A contrapelo del turismo depredador, hay esfuerzos de ecoturismo como Canto de la selva. El hotel, en la reserva de la biósfera Montes Azules, en la Selva Lacandona, en Chiapas, es operado por ejidatarios. (Imagen tomada de mundochiapas.com).

El turismo biocultural tiene un origen por naturaleza propia en el desarrollo de las civilizaciones, porque es parte de la interacción multicultural y lo que eso implica. Así de simple y, por ende, es detonador de evolución social y de oportunidades para transformar la conciencia, no solo de crecimiento económico. El turismo biocultural también impulsa las sociedades de conocimiento y, en consecuencia, favorece a las familias y a las personas siempre y cuando exista un equilibrio entre ambos conceptos o acciones humanas, es decir; mantener un eje humanizante.

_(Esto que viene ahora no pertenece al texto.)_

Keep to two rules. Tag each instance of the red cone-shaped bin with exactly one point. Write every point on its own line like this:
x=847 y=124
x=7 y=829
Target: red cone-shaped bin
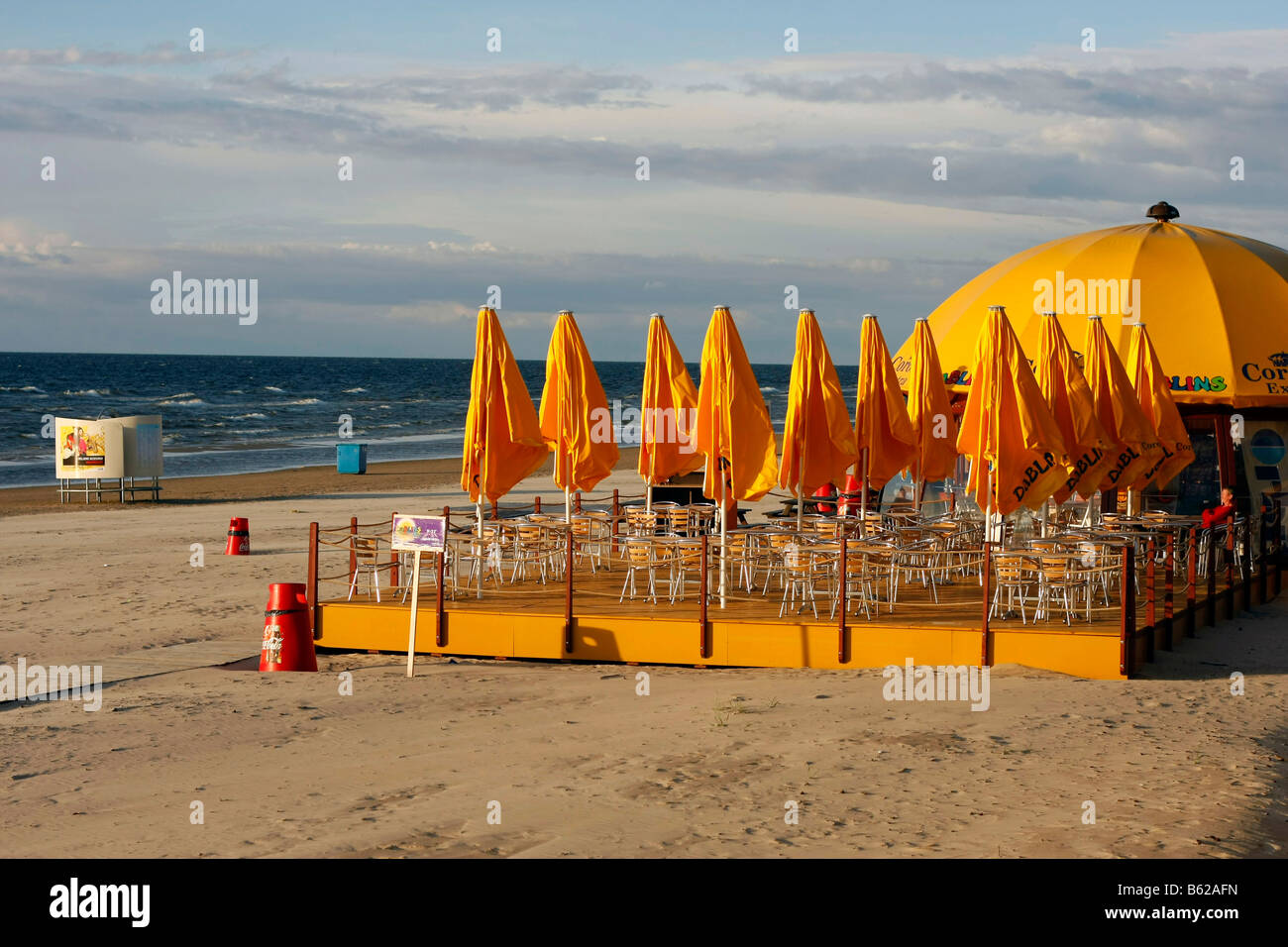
x=287 y=637
x=850 y=496
x=239 y=536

Si solamente cargamos los dados del lado del turismo resulta que es igual a sólo negocio, dejando muy atrás la idea romántica de ser una industria sin chimeneas, con riesgos que son muy perniciosos:

  1. No se escuchan a las comunidades salvo para sólo explotar su mano de obra y extraer o usufructuar su diversidad de recursos.
  2. Todo se orienta y trabaja en función del negocio que se sostiene de lo que se ignora: personas, biodiversidad y multiculturalidad, historia en sí.
  3. El objetivo es macro económico y muy ajeno a las micro economías particulares o endémicas, a la lógica propia del lugar o zona turística. A sus propios beneficios comunitarios.
  4. Si el enfoque es únicamente el negocio inevitablemente la consecuencia es un brutal deterioro del tejido social y del medio ambiente, de lo biocultural en sí que alimenta la industria turística. Crímenes.
  5. Con el sólo negocio la interacción entre bioculturas se torna en un peligroso reduccionismo de comercio y mercado que termina degradando la mano de obra y los recursos del atractivo turístico, hasta llegar a ser como “centros comerciales” donde todo se vale para pasarla muy bien en aras de la excelencia del servicio porque el cliente siempre tiene la razón, darle lo que quiera para satisfacerlo a costa de quién y lo qué sea, cómo sea.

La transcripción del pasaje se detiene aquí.